I had to travel South today for work, but first I stopped at Roche aux Oiseaux to try "L'Architecte Trismègiste", the recently opened 7C by Grégoire Thibault. (Update - it has just now been adjusted to 7B on
Pictures had revealed that someone cut down the 1m high tree stump right under the line. This makes the problem barely expo anymore.
According to me, it must have played a big role, preventing you doing the moves relaxed.

It will certainly still be downgraded, I flashed it quite easily.
Saying soft 7B is still generous.

Fontainebleau - Roche aux Oiseaux - L'Architecte Trismégiste 7C

That was done quickly, so I still had some time for something else.
"Alea Jacta Est", "The die is cast", was a logical option, even though I hadn't planned on it at all.
The conditions were perfect, 17°C, dry air, cold sandstone, and I felt motivated.

I already spent several short sessions on it, just trying to stick that first superhard move, and the more I tried, the more my back started to hurt.
The very first time that I tried it, a couple of years ago, the first move seemed impossible to make.

Today it was like "veni, vidi, vici".
The first try wasn't too bad and on my second try I felt the crimp. Almost statically.
Now it was just a matter of taking it on my deadpoint and holding on.
I had it quicker than expected.

Very hard first move, afterwards it's a matter of not making a stupid mistake.
Happy about this one!

Fontainebleau - Roche aux Oiseaux - Alea Jacta Est 7C

Monday, October 3, 2016

October 03, 2016 - Seafood anyone ?

I wanted to try "Carnazina", but of course the whole boulder was taken and it seemed crowded in the whole area.
Off to try something on the "Duroxmanie" boulder and there it looked like people were camping, so I turned to "Festin de Pierre".
I had never taken the chance to try it, so why not.
It turned out to be much nicer than I had expected.

As Jacky Godoffe once said: "If you can jump, you jump".

Fontainebleau - Cuvier Est - Festin de Pierre 7A

I went back to take another look at the "Carnage" boulder, but it was still taken by the same group, so on my way to the car I stopped at "Langouste Royale" at 20m from the parking.
When I did it in 2011, it was Winter and the conditions were perfect, but I remember that it felt hard.
It would be a good test piece to check out my improvement.

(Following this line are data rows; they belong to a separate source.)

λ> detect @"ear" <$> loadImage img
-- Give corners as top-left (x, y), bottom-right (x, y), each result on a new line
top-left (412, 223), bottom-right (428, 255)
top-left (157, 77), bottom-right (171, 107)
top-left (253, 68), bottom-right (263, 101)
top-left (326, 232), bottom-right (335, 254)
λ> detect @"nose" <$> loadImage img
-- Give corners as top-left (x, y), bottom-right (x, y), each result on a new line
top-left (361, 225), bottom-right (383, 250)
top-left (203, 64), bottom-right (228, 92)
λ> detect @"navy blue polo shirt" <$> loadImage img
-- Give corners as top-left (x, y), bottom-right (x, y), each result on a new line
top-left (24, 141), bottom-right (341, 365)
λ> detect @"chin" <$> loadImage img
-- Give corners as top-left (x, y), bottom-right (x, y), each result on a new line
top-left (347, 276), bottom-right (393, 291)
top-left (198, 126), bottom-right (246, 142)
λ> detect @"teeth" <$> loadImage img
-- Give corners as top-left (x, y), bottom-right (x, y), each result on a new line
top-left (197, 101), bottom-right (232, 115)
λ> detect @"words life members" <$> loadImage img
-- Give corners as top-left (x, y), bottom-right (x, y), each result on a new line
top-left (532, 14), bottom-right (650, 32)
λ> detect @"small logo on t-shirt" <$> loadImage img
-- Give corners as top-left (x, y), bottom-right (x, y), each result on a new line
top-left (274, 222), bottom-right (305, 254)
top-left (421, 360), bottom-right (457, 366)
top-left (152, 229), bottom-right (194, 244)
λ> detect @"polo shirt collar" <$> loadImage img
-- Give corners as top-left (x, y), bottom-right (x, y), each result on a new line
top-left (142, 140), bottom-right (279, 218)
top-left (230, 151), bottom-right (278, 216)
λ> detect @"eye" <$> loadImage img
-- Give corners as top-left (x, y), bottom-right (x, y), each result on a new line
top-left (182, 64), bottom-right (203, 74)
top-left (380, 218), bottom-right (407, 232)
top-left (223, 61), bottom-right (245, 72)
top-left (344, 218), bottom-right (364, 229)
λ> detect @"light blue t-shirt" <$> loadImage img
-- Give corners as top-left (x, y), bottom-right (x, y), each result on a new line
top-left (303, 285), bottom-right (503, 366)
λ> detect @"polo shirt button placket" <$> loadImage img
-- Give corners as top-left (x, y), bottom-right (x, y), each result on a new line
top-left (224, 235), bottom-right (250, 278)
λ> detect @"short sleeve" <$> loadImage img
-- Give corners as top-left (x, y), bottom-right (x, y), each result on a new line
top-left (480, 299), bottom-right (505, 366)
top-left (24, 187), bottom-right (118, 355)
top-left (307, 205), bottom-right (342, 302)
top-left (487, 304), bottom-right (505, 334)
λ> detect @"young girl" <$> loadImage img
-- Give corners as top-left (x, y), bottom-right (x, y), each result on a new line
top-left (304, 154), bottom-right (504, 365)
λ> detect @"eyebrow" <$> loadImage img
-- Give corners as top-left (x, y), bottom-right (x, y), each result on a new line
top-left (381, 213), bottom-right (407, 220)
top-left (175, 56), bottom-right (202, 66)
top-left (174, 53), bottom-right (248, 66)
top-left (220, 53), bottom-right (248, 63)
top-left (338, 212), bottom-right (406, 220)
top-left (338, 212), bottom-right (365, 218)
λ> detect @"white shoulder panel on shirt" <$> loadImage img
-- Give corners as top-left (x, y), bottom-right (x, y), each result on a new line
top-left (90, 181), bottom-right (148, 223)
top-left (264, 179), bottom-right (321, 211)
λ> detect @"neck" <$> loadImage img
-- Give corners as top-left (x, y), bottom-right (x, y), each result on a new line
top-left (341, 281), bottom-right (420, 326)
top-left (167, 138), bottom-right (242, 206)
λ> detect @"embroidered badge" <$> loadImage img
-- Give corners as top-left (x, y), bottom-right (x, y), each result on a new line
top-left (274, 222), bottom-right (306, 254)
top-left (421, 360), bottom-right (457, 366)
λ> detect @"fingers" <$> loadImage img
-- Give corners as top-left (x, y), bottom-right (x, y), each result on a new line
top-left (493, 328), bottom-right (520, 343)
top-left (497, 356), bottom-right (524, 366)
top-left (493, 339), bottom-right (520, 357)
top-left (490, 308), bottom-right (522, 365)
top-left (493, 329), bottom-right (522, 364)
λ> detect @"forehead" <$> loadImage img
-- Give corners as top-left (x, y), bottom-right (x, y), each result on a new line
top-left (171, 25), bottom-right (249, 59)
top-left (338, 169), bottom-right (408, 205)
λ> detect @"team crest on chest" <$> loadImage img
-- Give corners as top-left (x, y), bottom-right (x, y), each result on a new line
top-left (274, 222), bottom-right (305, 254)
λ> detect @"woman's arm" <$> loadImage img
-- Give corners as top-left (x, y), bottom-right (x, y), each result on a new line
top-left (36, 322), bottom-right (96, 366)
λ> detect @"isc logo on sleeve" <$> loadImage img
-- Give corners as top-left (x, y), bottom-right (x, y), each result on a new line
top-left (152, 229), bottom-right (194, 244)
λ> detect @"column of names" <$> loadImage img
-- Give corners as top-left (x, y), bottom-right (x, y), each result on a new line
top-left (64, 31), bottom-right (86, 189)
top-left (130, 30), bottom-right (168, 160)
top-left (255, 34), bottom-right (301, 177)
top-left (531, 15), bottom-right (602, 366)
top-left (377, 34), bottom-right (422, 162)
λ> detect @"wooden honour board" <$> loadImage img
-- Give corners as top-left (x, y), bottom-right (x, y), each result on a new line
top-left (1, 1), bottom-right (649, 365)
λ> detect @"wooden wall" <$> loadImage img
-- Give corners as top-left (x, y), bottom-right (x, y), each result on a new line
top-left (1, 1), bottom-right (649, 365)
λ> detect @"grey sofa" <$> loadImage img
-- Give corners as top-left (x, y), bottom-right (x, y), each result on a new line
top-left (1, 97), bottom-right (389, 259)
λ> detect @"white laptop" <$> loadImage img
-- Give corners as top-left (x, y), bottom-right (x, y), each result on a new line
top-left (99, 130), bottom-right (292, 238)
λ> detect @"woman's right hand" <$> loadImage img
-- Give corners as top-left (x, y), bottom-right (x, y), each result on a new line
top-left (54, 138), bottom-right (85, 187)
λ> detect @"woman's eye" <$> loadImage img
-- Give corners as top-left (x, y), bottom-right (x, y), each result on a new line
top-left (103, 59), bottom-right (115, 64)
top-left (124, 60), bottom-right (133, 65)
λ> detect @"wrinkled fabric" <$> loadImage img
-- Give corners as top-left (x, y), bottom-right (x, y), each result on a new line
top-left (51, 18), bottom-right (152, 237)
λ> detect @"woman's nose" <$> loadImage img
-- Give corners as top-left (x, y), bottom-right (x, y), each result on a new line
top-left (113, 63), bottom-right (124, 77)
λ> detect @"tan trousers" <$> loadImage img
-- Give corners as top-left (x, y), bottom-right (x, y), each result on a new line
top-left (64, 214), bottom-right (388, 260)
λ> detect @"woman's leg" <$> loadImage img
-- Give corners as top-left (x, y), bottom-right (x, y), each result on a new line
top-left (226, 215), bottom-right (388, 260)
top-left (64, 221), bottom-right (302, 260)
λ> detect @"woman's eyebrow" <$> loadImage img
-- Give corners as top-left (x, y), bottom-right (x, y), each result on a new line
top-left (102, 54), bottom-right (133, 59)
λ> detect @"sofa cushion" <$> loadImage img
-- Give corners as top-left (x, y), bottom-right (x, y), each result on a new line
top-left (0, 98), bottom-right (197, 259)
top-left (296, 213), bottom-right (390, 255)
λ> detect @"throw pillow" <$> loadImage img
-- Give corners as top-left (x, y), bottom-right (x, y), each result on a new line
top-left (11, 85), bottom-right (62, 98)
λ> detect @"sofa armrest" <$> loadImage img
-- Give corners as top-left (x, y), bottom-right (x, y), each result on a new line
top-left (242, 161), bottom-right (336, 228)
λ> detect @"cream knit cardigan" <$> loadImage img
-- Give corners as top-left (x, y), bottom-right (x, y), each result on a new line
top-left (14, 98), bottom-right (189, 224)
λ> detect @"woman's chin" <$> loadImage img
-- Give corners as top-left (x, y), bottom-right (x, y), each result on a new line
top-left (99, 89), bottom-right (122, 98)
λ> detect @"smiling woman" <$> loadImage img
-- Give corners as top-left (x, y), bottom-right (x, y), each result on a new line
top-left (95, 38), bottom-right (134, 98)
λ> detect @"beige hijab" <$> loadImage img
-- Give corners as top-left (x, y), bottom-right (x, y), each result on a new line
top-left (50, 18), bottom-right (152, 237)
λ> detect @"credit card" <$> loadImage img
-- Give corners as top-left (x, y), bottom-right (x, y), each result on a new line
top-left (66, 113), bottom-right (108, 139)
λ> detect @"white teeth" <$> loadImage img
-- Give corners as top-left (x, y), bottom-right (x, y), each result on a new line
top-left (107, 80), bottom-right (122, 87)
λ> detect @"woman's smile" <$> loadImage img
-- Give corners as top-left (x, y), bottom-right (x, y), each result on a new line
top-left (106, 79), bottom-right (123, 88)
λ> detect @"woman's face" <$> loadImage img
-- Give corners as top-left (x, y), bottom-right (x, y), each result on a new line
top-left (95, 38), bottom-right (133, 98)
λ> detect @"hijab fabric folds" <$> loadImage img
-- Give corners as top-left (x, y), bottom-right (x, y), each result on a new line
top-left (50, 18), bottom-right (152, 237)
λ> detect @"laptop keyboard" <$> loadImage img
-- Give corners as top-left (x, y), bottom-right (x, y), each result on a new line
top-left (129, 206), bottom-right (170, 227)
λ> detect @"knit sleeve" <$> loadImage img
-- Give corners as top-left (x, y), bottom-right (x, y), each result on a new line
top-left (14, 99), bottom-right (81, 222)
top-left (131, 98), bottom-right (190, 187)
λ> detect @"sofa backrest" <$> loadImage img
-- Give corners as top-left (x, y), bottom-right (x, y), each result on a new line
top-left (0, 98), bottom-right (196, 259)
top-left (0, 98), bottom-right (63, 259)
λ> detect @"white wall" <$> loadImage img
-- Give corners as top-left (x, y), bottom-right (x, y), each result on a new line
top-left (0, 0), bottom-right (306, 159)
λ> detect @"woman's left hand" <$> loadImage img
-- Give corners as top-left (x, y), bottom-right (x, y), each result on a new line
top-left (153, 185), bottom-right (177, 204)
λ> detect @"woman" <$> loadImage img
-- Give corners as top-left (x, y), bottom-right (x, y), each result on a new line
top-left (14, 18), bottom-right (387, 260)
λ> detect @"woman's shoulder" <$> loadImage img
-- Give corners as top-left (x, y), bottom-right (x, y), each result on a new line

This time it went much easier and still it felt quite hard on those bad friction dependant slopers.
Makes you fancy seafood.

Fontainebleau - Cuvier - Langouste Royale 7A

Sunday, October 2, 2016

October 02, 2016 - Le Brexit.

"Le Brexit" has only been published just today.
It's a variation on "Haute Trahison", the dug out roof at only 50m from the parking of Rocher des Souris.

The first moves are the same as for "Haute Trahison", but you are not allowed to use the high big jug. Then, using a pinch right hand you have to traverse under the roof and exit at the right side of the prow, with the crack left hand.
I still had the moves of "Haute Trahison" memorised, so I only had to look at how to traverse under the roof.
There seemed to be different possibilities, and they all are not that difficult.
It's all about pulling on good holds with one small crux under the roof into good holds again. You just have to execute them one after the other to not loose time.
I would say the same grade as for "Haute Trahison", but for me that also felt like a 7A+.

Fontainebleau - Rocher des Souris - Le Brexit 7A+

Saturday, October 1, 2016

October 01, 2016 - It was the atmosphere.

Not much time to write, so here's a quick overview from my short visit in Cuvier Est yesterday after work.

"Atmosphère" felt a bit scary, hanging right above that small boulder, but even though it didn't feel easy, it went on my second attempt.

Fontainebleau - Cuvier Est - Atmosphère 7A

"Echoes (debout)" right next to it went down flash and felt soft.
I tried the original sitstart, but the first move is really hard!

Fontainebleau - Cuvier Est - Echoes (debout) 7A

Finally at 20m from there, I did "Le Bivouac (direct" but this took me much longer.
The first too moves felt way harder than I had expected. It was really hard to hold on to the first hold left hand and make the move far right.
Nicer than I expected. The sitstart in the middle of the roof looks really hard.

Fontainebleau - Cuvier Est - Le Bivouac (direct) 7A+

Short update, but not much time.

Did I just hear myself standing in a bivouac ? Nah, it must have been be the atmosphere.